- Sources said Rs 9 crore has been found, and some 50 places were raided
- Sources said raids were not based on Election Commission's directions
- Homes of 2 officers were raided in Delhi's Green Park and Madhya Pradesh
The homes of Madhya Pradesh Chief Minister Kamal Nath's former private secretary Praveen Kakkar in Indore and former advisor Rajendra Kumar Miglani in Delhi were raided by income tax officers this morning in connection with an alleged hawala (illegal transaction) case, sources said.
Sources said Rs 9 crore has been found, and some 50 places including the homes of the two officers were raided in south Delhi's Green Park, Indore and Bhopal. The premises of some executives linked to Mr Miglani's brother-in-law's firm Moser Baer and his nephew Ratul Puri in Noida were raided.
Income tax officers have also reached the home of Kolkata-based businessman Paras Mal Lodha.
Mr Kakkar and Mr Miglani had already quit from their posts after the election code came into force last month.
A team of over 15 income tax officers from Delhi reached the home of Mr Kakkar in Indore's posh Vijay Nagar at 3 am and started searching the premises, sources said. They also raided a showroom at the same area and some other properties. A total of 200 tax officers are involved in the multi-location raids.
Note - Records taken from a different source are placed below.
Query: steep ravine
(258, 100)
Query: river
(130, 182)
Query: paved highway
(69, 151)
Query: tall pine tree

The tax officers said the two men allegedly made huge cash transactions via hawala route during election season.
Sources said the raids were not based on the Election Commission's directions. "They were not informed about these raids. There is no EC role in this," said a source who asked not to be named.
Chief Minister Kamal Nath is campaigning for the Congress in Madhya Pradesh's Chhindwara, from where he has been elected to parliament nine times. He is scheduled to visit Hoshangabad next.
When asked by reporters about the tax raids today, Kamal Nath declined to comment.
The raids on Kamal Nath's aides come just a week after income tax officials raided the premises owned by people linked to the Congress-Janata Dal Secular coalition in Karnataka, a move that was criticised by Chief Minister HD Kumaraswamy and the Congress as misuse of the government's power to harass political opponents.
The opposition has alleged the Prime Minister Narendra Modi government was using the tax department to intimidate and discourage opposition leaders from putting up a fight in the national elections that will begin on April 11.
"The income tax raids cannot be called political. If they (opposition) have information, will they wait and check who is it related to, or which party? It should not be politicised. The Congress has a habit of making it political," BJP spokesperson Shahnawaz Hussain said today.